Yevhen sent his wife and two children westward to safety. A skeleton crew had extinguished fires caused by Russian artillery, occasionally ducked into a bomb shelter—and coordinated gas flows both to local residents and customers of Russia west of Ukraine in Europe. The Wall Street Journal agreed to use only his first name.
“They’re ready to react to any turn of events,” Yevhen said of his staff.
About a third of the gas the European Union imports from Russia hurtles down a clutch of pipelines that thread their way through Ukraine. Massive Soviet-era pipes strike from east to west and spit Russian gas into the heart of Europe. Other pipes run diagonally from northeast Ukraine, past Yevhen’s station in Mykolaiv, through Moldova and into EU members Romania and Bulgaria.
It is left to Ukraine to keep the gas flowing. Ukraine itself doesn’t directly consume the gas Russia pumps through its territory. After Moscow annexed Crimea in 2014, Kyiv stopped buying gas from Gazprom. Ukraine meets its needs with home production supplemented by imports from Poland, Slovakia and Hungary, much of it gas that originated in Russia, was resold, and then returned to Ukraine through pipelines from the West.
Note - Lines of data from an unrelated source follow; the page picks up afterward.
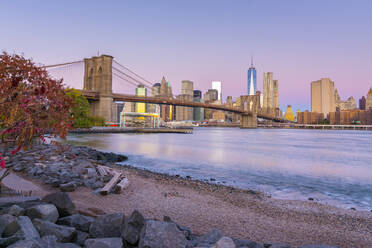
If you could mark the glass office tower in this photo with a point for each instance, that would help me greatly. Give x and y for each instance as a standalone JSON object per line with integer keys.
{"x": 252, "y": 80}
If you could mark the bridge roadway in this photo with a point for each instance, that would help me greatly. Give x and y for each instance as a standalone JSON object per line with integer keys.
{"x": 91, "y": 95}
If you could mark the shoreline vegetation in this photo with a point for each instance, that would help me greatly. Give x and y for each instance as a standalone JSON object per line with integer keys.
{"x": 242, "y": 215}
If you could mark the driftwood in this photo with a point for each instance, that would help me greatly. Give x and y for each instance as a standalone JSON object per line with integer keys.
{"x": 124, "y": 183}
{"x": 110, "y": 185}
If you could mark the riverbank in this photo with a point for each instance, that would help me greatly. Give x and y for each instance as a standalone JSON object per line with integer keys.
{"x": 203, "y": 206}
{"x": 130, "y": 130}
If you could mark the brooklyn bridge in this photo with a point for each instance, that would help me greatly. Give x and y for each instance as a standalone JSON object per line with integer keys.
{"x": 98, "y": 89}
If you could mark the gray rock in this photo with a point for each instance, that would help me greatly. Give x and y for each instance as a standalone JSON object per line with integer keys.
{"x": 107, "y": 226}
{"x": 48, "y": 241}
{"x": 22, "y": 201}
{"x": 276, "y": 245}
{"x": 63, "y": 203}
{"x": 247, "y": 244}
{"x": 225, "y": 242}
{"x": 80, "y": 222}
{"x": 104, "y": 243}
{"x": 5, "y": 242}
{"x": 47, "y": 212}
{"x": 318, "y": 246}
{"x": 63, "y": 233}
{"x": 5, "y": 220}
{"x": 23, "y": 227}
{"x": 97, "y": 184}
{"x": 210, "y": 238}
{"x": 67, "y": 187}
{"x": 26, "y": 244}
{"x": 81, "y": 237}
{"x": 16, "y": 210}
{"x": 160, "y": 234}
{"x": 132, "y": 227}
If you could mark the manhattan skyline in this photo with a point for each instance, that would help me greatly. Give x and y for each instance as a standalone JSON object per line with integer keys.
{"x": 205, "y": 41}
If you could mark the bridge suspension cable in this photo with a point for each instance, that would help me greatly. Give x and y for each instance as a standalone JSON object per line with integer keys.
{"x": 126, "y": 75}
{"x": 142, "y": 78}
{"x": 57, "y": 65}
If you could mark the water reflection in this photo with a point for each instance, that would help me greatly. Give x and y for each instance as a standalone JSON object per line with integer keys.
{"x": 336, "y": 164}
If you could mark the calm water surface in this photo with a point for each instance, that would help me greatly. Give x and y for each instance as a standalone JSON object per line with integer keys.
{"x": 333, "y": 167}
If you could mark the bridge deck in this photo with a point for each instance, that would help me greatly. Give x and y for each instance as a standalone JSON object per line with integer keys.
{"x": 176, "y": 102}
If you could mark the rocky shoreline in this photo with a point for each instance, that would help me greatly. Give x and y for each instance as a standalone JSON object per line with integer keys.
{"x": 75, "y": 167}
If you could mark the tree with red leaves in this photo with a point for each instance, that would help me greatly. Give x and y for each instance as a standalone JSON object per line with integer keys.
{"x": 31, "y": 105}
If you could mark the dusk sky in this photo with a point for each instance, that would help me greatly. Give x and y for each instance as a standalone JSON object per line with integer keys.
{"x": 201, "y": 41}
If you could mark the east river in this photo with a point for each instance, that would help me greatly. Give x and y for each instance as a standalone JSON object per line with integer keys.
{"x": 331, "y": 166}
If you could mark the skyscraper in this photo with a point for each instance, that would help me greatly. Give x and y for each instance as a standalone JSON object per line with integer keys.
{"x": 362, "y": 103}
{"x": 187, "y": 94}
{"x": 369, "y": 99}
{"x": 198, "y": 112}
{"x": 252, "y": 80}
{"x": 268, "y": 101}
{"x": 140, "y": 106}
{"x": 323, "y": 96}
{"x": 276, "y": 93}
{"x": 217, "y": 85}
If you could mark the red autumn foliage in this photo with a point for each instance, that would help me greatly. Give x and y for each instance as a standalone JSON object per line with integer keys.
{"x": 31, "y": 104}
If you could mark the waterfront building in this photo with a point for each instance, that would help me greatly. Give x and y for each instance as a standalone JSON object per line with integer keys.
{"x": 119, "y": 109}
{"x": 276, "y": 93}
{"x": 187, "y": 88}
{"x": 252, "y": 80}
{"x": 289, "y": 114}
{"x": 323, "y": 96}
{"x": 166, "y": 112}
{"x": 307, "y": 117}
{"x": 344, "y": 105}
{"x": 362, "y": 103}
{"x": 217, "y": 85}
{"x": 270, "y": 103}
{"x": 369, "y": 99}
{"x": 140, "y": 106}
{"x": 198, "y": 112}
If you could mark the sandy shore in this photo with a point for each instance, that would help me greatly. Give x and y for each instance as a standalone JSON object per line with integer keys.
{"x": 237, "y": 213}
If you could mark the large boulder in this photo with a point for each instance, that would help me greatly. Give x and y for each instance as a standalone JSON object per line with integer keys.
{"x": 104, "y": 243}
{"x": 132, "y": 228}
{"x": 67, "y": 187}
{"x": 160, "y": 234}
{"x": 6, "y": 242}
{"x": 80, "y": 222}
{"x": 47, "y": 212}
{"x": 23, "y": 227}
{"x": 22, "y": 201}
{"x": 107, "y": 226}
{"x": 63, "y": 233}
{"x": 225, "y": 242}
{"x": 62, "y": 201}
{"x": 16, "y": 210}
{"x": 81, "y": 237}
{"x": 5, "y": 220}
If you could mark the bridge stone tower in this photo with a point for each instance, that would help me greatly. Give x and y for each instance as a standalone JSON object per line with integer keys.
{"x": 250, "y": 105}
{"x": 98, "y": 78}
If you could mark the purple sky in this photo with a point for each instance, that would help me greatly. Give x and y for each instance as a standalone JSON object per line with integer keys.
{"x": 300, "y": 41}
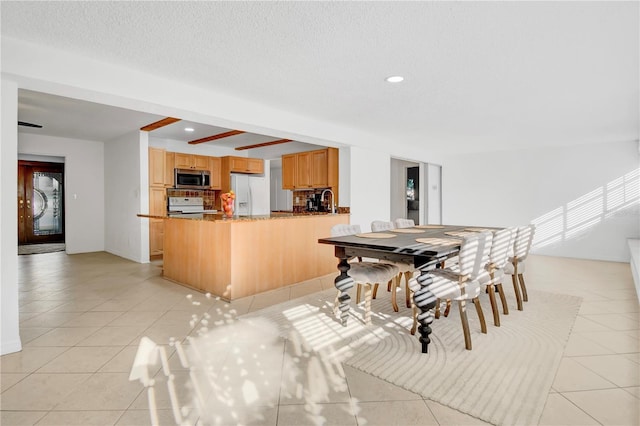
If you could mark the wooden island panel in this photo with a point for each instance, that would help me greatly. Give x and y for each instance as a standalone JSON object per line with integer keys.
{"x": 234, "y": 259}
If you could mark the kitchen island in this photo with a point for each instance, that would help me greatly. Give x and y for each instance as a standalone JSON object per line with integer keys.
{"x": 247, "y": 255}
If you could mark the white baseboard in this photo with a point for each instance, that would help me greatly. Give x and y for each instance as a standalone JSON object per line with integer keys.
{"x": 634, "y": 261}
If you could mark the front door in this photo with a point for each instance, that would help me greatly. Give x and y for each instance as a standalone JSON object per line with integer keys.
{"x": 40, "y": 202}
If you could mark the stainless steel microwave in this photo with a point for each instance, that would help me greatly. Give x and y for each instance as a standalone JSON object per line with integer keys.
{"x": 192, "y": 179}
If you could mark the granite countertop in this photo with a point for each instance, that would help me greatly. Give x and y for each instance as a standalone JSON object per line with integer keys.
{"x": 217, "y": 217}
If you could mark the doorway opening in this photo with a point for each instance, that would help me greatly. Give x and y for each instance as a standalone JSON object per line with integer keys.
{"x": 416, "y": 191}
{"x": 40, "y": 203}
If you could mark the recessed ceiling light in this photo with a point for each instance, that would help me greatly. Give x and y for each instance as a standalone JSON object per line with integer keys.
{"x": 395, "y": 79}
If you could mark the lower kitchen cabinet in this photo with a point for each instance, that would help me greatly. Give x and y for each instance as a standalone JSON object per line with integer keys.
{"x": 156, "y": 237}
{"x": 238, "y": 258}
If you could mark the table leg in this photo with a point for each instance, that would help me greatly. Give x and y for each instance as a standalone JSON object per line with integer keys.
{"x": 425, "y": 300}
{"x": 343, "y": 283}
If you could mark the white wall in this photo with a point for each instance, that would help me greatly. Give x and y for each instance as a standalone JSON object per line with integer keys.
{"x": 84, "y": 187}
{"x": 433, "y": 188}
{"x": 199, "y": 149}
{"x": 370, "y": 186}
{"x": 127, "y": 194}
{"x": 584, "y": 199}
{"x": 9, "y": 332}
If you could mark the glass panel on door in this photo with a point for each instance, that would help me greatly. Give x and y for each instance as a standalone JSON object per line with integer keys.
{"x": 47, "y": 191}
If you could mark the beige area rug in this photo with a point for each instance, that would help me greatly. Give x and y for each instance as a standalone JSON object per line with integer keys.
{"x": 504, "y": 380}
{"x": 40, "y": 248}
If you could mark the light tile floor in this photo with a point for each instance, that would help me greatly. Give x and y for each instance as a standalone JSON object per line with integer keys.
{"x": 82, "y": 316}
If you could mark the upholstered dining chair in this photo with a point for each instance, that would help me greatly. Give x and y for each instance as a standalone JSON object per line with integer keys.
{"x": 365, "y": 274}
{"x": 404, "y": 223}
{"x": 515, "y": 265}
{"x": 492, "y": 280}
{"x": 461, "y": 284}
{"x": 406, "y": 269}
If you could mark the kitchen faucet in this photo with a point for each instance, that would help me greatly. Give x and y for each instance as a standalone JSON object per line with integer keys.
{"x": 332, "y": 199}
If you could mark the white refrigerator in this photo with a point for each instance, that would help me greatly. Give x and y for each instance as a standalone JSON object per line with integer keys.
{"x": 252, "y": 194}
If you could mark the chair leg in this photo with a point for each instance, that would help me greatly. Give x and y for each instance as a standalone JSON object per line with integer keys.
{"x": 448, "y": 308}
{"x": 483, "y": 323}
{"x": 525, "y": 297}
{"x": 367, "y": 304}
{"x": 414, "y": 327}
{"x": 407, "y": 291}
{"x": 516, "y": 288}
{"x": 394, "y": 293}
{"x": 503, "y": 299}
{"x": 494, "y": 305}
{"x": 465, "y": 324}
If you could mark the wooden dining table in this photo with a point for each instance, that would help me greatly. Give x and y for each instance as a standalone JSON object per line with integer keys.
{"x": 426, "y": 247}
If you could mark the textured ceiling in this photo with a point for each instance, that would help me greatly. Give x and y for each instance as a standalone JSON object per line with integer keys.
{"x": 478, "y": 75}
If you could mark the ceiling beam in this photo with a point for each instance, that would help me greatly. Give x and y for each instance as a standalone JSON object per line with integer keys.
{"x": 158, "y": 124}
{"x": 218, "y": 136}
{"x": 260, "y": 145}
The amount of gas shipped through the pipelines has surged since the invasion because of a quirk in the structure of Europe’s gas market. Under deals struck years ago with Gazprom PJSC, Russia’s state producer, customers pay according to the level at which gas traded a month ago when prices were lower.
As prices in northwest Europe rocketed, hitting a record of more than 300 euros a megawatt-hour Monday, it became more profitable for companies to max out imports from Russia.
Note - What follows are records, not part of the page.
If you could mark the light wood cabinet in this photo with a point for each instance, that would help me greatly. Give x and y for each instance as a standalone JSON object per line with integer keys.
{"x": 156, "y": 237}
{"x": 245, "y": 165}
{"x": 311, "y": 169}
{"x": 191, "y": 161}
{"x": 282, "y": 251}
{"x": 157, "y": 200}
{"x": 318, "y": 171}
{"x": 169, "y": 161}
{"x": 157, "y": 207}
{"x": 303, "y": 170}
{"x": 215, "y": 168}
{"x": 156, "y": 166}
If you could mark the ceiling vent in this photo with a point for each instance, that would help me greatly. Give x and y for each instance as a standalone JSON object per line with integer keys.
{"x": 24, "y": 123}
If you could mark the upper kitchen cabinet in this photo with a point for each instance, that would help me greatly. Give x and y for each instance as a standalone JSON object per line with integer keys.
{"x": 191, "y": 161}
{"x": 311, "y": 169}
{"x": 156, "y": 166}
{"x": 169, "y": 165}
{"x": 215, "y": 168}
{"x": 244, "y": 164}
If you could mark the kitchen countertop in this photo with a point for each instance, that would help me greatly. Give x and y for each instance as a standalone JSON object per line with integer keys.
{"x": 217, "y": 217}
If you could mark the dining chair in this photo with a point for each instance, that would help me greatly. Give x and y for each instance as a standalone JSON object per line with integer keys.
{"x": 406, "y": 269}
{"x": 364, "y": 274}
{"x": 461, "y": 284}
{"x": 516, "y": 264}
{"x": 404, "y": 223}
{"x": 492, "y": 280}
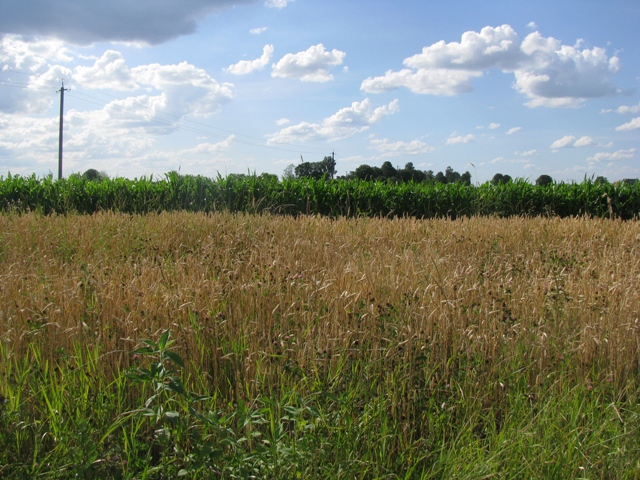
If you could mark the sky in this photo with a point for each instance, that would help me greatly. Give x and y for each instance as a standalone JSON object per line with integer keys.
{"x": 213, "y": 87}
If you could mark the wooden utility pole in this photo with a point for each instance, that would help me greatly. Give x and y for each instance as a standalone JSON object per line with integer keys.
{"x": 62, "y": 90}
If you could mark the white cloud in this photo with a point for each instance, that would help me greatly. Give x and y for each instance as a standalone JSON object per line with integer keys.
{"x": 276, "y": 3}
{"x": 618, "y": 155}
{"x": 624, "y": 109}
{"x": 186, "y": 89}
{"x": 343, "y": 124}
{"x": 110, "y": 71}
{"x": 82, "y": 23}
{"x": 632, "y": 125}
{"x": 311, "y": 65}
{"x": 584, "y": 141}
{"x": 392, "y": 149}
{"x": 563, "y": 142}
{"x": 245, "y": 67}
{"x": 547, "y": 72}
{"x": 453, "y": 139}
{"x": 556, "y": 75}
{"x": 527, "y": 153}
{"x": 32, "y": 68}
{"x": 570, "y": 141}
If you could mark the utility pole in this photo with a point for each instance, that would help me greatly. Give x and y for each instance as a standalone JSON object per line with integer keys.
{"x": 62, "y": 90}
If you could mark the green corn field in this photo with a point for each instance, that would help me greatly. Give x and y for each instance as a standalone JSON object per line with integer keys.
{"x": 335, "y": 198}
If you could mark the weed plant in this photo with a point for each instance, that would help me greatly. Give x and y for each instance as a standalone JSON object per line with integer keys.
{"x": 259, "y": 346}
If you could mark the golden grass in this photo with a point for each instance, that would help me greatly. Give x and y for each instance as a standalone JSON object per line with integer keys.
{"x": 251, "y": 297}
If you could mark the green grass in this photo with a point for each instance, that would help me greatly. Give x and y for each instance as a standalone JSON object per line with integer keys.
{"x": 272, "y": 347}
{"x": 358, "y": 419}
{"x": 334, "y": 198}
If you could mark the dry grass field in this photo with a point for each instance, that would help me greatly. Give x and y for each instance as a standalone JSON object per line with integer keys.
{"x": 471, "y": 347}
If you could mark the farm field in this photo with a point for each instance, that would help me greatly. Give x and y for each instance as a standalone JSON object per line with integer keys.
{"x": 220, "y": 345}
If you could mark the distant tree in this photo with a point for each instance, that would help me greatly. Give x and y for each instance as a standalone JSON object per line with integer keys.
{"x": 429, "y": 177}
{"x": 289, "y": 172}
{"x": 271, "y": 177}
{"x": 500, "y": 179}
{"x": 601, "y": 180}
{"x": 629, "y": 181}
{"x": 452, "y": 175}
{"x": 441, "y": 178}
{"x": 366, "y": 172}
{"x": 388, "y": 170}
{"x": 465, "y": 178}
{"x": 317, "y": 170}
{"x": 94, "y": 175}
{"x": 544, "y": 180}
{"x": 410, "y": 174}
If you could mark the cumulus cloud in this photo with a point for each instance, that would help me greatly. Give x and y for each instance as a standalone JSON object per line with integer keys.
{"x": 392, "y": 149}
{"x": 279, "y": 4}
{"x": 32, "y": 68}
{"x": 81, "y": 22}
{"x": 245, "y": 67}
{"x": 612, "y": 156}
{"x": 345, "y": 123}
{"x": 546, "y": 72}
{"x": 569, "y": 141}
{"x": 110, "y": 71}
{"x": 625, "y": 109}
{"x": 454, "y": 139}
{"x": 311, "y": 65}
{"x": 527, "y": 153}
{"x": 584, "y": 141}
{"x": 632, "y": 125}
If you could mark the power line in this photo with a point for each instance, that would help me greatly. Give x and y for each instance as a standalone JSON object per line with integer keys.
{"x": 206, "y": 130}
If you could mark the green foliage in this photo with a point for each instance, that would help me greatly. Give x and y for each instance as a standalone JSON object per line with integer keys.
{"x": 544, "y": 180}
{"x": 453, "y": 196}
{"x": 325, "y": 169}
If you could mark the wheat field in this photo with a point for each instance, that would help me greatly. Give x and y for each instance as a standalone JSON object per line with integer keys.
{"x": 415, "y": 316}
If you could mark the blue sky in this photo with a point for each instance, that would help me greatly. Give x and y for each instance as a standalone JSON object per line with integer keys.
{"x": 237, "y": 86}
Europe’s reliance on Russian gas is at the heart of awkward power dynamics between Moscow and the West. The mismatch between sanctions imposed on Russia’s financial system and Europe’s hunger for Russian gas shows the limitations of the push to make Mr. Putin to back down.
Many in Europe fear Mr. Putin will at some point turn off the gas taps as retaliation for the sanctions, a threat spelled out by Russia’s Deputy Prime Minister Alexander Novak on Monday.
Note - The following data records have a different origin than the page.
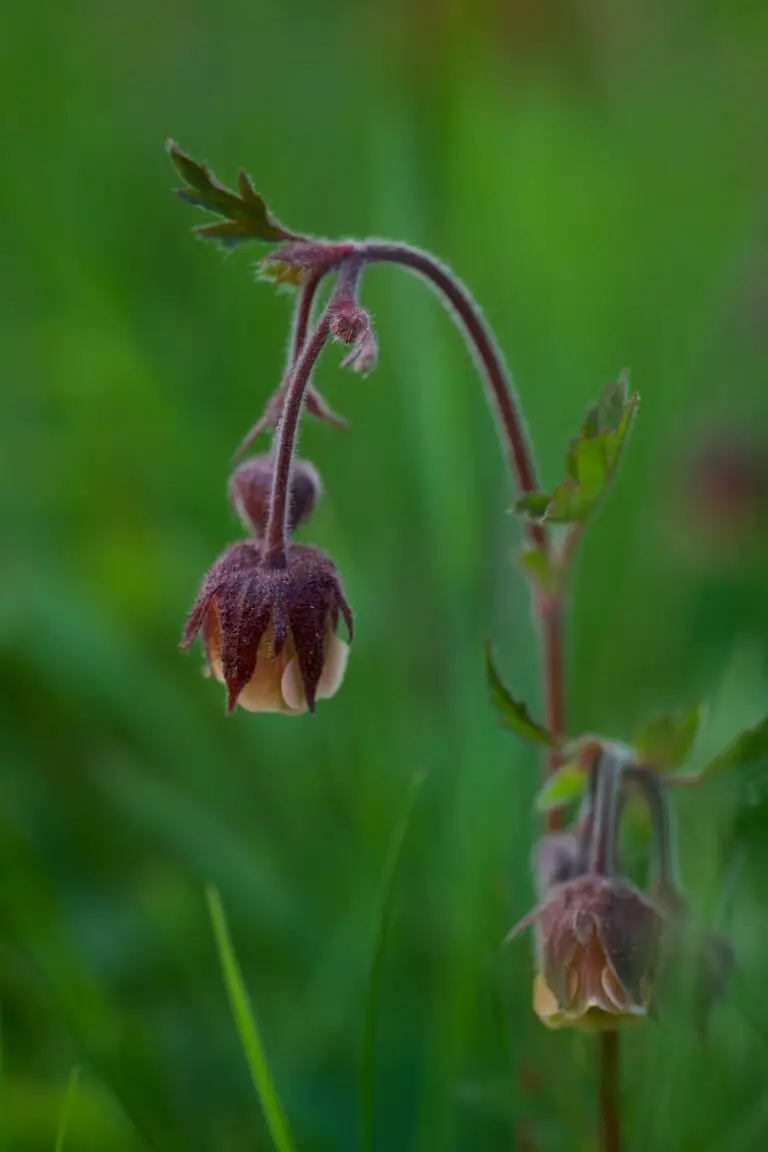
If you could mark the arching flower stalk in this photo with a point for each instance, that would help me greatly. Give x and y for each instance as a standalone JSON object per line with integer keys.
{"x": 270, "y": 609}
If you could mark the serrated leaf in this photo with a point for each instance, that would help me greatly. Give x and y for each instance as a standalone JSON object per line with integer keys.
{"x": 245, "y": 212}
{"x": 515, "y": 713}
{"x": 534, "y": 505}
{"x": 564, "y": 786}
{"x": 666, "y": 741}
{"x": 743, "y": 750}
{"x": 590, "y": 462}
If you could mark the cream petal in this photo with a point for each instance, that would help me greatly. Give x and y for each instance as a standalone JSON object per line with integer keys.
{"x": 291, "y": 688}
{"x": 334, "y": 667}
{"x": 264, "y": 690}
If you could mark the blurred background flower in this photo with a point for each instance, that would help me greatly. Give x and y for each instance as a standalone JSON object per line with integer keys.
{"x": 597, "y": 173}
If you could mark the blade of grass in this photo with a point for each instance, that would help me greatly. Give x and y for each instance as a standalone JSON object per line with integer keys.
{"x": 66, "y": 1112}
{"x": 4, "y": 1130}
{"x": 371, "y": 1013}
{"x": 246, "y": 1028}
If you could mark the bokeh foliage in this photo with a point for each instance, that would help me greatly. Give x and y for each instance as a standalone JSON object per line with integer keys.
{"x": 598, "y": 175}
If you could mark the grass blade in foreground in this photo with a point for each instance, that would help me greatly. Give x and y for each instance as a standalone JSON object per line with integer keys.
{"x": 246, "y": 1029}
{"x": 66, "y": 1112}
{"x": 370, "y": 1020}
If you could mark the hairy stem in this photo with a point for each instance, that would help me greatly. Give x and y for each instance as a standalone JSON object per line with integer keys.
{"x": 646, "y": 780}
{"x": 276, "y": 535}
{"x": 303, "y": 317}
{"x": 487, "y": 353}
{"x": 610, "y": 1129}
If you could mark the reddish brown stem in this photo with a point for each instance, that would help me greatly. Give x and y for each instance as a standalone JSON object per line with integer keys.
{"x": 488, "y": 355}
{"x": 276, "y": 535}
{"x": 552, "y": 614}
{"x": 610, "y": 1129}
{"x": 303, "y": 315}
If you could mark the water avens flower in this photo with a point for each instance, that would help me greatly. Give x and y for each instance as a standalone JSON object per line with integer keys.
{"x": 598, "y": 948}
{"x": 271, "y": 631}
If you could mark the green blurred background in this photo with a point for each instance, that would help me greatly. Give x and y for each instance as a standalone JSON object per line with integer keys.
{"x": 597, "y": 173}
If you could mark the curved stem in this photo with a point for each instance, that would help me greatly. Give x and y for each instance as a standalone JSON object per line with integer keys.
{"x": 276, "y": 535}
{"x": 488, "y": 355}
Main natural-gas pipelines into Europe
About 109 million cubic meters of Russian gas shuttles through Ukraine a day. Eventually, that fuel arrives in home furnaces, power stations and factories across Europe, keeping the region’s economy humming and voters warm.
Inside Ukraine, more than a million residents are going without gas after fighting caused extensive damage to domestic pipelines. Districts of Kyiv and entire towns including Mariupol have no gas, according to the Transmission System Operator, or TSO. The dearth of fuel is contributing to a humanitarian crisis caused by Russia’s bombardment of residential areas in cities.
“Nobody feels safe,” said TSO Chief Executive Sergiy Makogon from a reserve dispatching station in western Ukraine, to which the company’s headquarters decamped from Kyiv a day after war broke out.